Targeting NRP1 in Endothelial Cells Facilitates the Normalization of Scar Vessels and Prevents Fibrotic Scarring.

Summary

Using multi-modal analyses and scRNA-seq, the study identifies an NRP1-high endothelial subset driving endothelial-to-mesenchymal transition and abnormal scar vasculature.

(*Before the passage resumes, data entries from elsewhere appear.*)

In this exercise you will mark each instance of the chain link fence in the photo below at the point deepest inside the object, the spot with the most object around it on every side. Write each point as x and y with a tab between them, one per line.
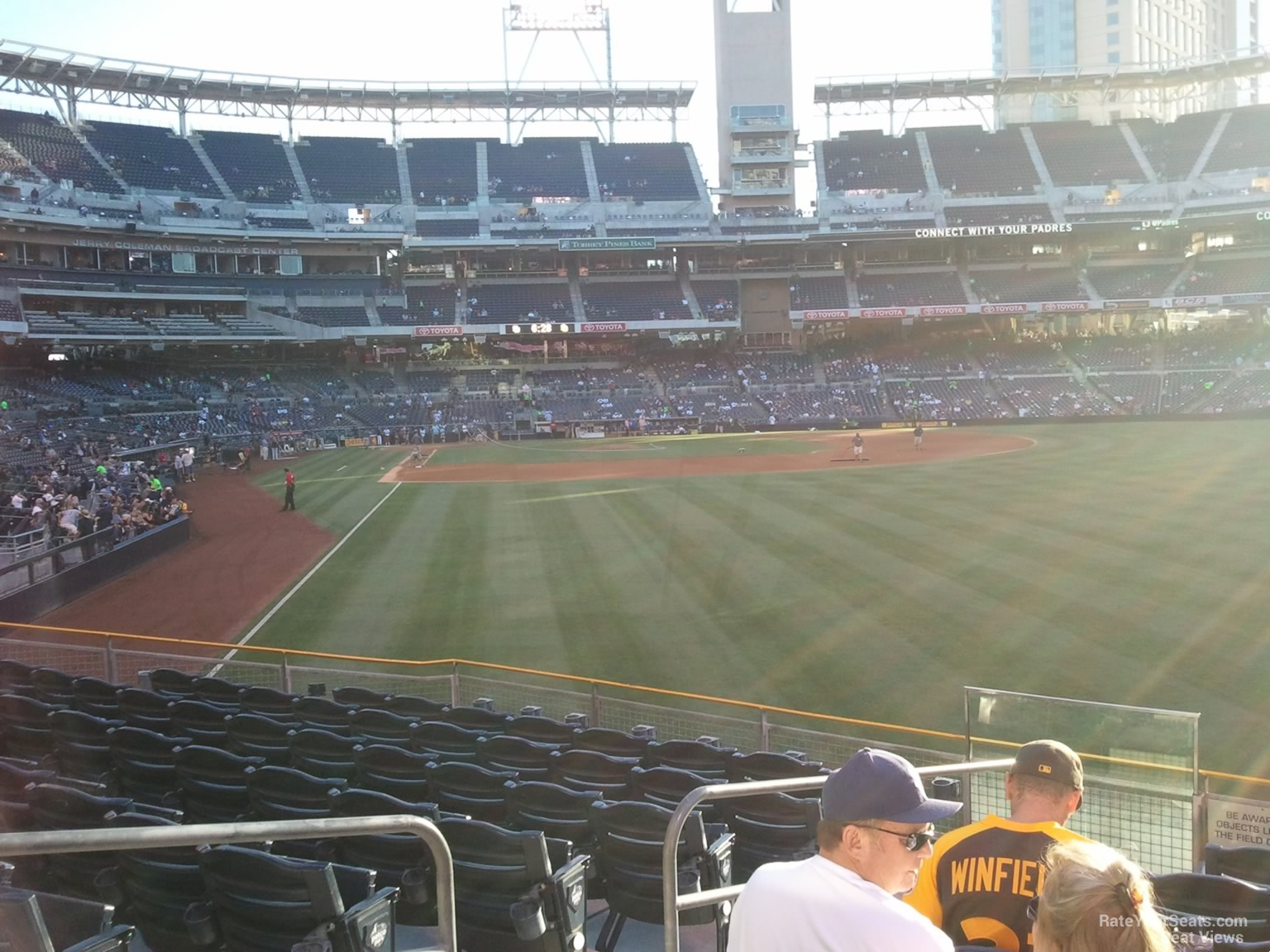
1142	807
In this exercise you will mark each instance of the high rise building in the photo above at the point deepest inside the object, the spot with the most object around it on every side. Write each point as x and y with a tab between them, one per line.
755	89
1048	35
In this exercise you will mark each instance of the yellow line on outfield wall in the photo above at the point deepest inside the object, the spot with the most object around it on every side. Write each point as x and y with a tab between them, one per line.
602	682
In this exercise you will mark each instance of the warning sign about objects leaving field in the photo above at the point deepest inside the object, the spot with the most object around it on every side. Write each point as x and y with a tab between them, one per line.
1234	821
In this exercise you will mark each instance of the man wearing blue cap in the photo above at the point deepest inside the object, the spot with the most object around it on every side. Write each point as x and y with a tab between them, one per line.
873	838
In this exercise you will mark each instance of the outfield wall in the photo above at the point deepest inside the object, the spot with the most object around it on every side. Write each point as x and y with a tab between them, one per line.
51	579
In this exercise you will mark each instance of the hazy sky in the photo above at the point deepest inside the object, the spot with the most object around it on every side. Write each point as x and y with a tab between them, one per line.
441	40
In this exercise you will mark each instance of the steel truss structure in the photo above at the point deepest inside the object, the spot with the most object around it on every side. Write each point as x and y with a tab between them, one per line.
983	92
70	79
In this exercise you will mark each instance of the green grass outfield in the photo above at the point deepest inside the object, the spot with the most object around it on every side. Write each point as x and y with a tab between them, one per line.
1120	563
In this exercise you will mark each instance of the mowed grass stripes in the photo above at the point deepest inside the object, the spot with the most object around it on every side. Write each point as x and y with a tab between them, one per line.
1127	564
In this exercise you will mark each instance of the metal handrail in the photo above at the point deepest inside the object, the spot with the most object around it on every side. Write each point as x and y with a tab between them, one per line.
672	904
14	845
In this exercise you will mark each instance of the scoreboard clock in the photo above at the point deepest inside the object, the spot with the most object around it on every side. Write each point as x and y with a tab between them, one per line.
537	329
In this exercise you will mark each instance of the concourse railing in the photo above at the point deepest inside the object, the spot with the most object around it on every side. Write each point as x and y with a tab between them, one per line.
16	845
672	902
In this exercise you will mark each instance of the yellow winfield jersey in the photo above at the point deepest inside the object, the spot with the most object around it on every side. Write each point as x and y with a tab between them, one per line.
978	883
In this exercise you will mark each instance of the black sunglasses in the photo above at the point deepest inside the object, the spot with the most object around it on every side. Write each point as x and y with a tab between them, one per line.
914	842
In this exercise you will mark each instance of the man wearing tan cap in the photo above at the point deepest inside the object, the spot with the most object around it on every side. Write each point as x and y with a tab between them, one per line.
976	883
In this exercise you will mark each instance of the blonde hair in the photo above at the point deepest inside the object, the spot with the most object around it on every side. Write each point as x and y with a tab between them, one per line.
1096	900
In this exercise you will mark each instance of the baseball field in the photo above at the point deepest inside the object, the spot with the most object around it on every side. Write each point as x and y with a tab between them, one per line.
1122	563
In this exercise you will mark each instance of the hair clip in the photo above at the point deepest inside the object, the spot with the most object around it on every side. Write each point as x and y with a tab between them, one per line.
1130	895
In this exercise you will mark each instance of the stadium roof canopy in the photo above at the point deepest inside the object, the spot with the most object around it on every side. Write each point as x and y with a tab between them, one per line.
976	85
71	79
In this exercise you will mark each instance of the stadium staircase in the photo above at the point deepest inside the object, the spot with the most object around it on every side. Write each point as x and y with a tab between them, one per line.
1038	159
703	192
483	179
963	274
298	173
818	374
1201	161
588	166
933	183
689	293
101	159
461	301
1135	147
852	293
9	151
196	142
580	310
1206	151
1090	291
1182	276
404	175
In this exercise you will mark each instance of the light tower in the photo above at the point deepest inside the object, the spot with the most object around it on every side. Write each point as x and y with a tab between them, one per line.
582	18
755	95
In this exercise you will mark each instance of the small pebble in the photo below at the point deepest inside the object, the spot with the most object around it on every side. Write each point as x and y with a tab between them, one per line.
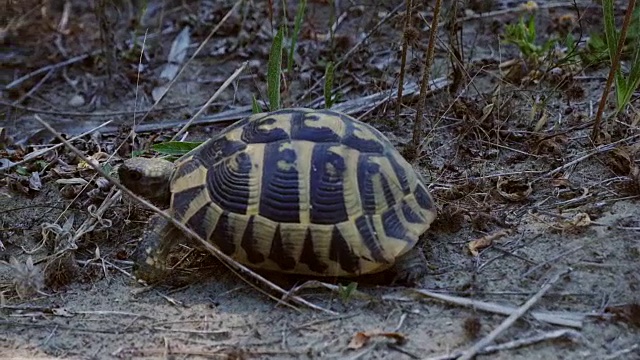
76	101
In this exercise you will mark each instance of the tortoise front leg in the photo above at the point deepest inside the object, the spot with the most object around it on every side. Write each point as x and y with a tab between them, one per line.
150	258
411	267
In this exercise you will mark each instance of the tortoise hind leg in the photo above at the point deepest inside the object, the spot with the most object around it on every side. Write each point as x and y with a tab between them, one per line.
411	267
150	258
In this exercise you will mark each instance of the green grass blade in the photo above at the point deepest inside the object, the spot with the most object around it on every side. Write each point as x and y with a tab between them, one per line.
610	32
255	106
274	68
296	33
176	148
328	85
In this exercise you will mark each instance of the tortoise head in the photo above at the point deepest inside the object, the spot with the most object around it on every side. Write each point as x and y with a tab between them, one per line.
149	178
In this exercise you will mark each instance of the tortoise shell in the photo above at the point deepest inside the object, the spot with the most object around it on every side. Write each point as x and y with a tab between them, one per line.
303	191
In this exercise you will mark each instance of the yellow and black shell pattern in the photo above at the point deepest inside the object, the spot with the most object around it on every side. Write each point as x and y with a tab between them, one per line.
303	191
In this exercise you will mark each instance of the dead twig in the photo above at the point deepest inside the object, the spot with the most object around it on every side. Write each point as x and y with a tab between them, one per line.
424	83
573	320
88	114
48	68
36	87
233	265
41	152
518	343
598	150
508	322
403	57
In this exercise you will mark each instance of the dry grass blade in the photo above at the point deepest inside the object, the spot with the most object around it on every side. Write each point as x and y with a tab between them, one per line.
215	95
193	56
226	260
424	82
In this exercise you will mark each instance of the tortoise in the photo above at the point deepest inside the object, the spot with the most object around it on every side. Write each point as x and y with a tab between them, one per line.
298	191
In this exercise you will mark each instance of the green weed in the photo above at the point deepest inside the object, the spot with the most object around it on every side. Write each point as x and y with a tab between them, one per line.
328	85
274	68
523	35
625	85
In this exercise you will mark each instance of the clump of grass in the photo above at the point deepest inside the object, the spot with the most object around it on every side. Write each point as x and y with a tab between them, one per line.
625	85
523	35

Inhibiting NRP1 normalizes vessels and prevents scarring in mice, and a peptide-loaded hydrogel spray translates this mechanism into a tractable anti-scar strategy.

Key Findings

• Scars exhibit increased neovascular density, branching complexity, and incomplete wall coverage by dermatoscopy/SEM/IF.
• Single-cell RNA-seq revealed an NRP1-high endothelial subset with mesenchymal traits and upregulated oxidative phosphorylation.
• NRP1 knockdown blocked TGF-β/SMAD2 signaling, reduced EndMT, normalized vascular function, and prevented scarring in mice.
• An NRP1-targeting peptide hydrogel spray effectively prevented scar formation by promoting vascular normalization.

Clinical Implications

NRP1-targeted approaches could become adjuncts to surgical and laser therapies to prevent hypertrophic scars and keloids by normalizing vasculature rather than ablating it.

Limitations

• Preclinical mouse models may not fully capture human scar biology and heterogeneity.
• Safety, dosing, and delivery parameters for NRP1-targeting peptide hydrogel in humans remain untested.

Future Directions

Conduct phase I/II clinical trials of NRP1-targeted topical systems in high-risk scar populations; map NRP1-EC prevalence across scar subtypes and stages; evaluate combination with laser/surgical protocols.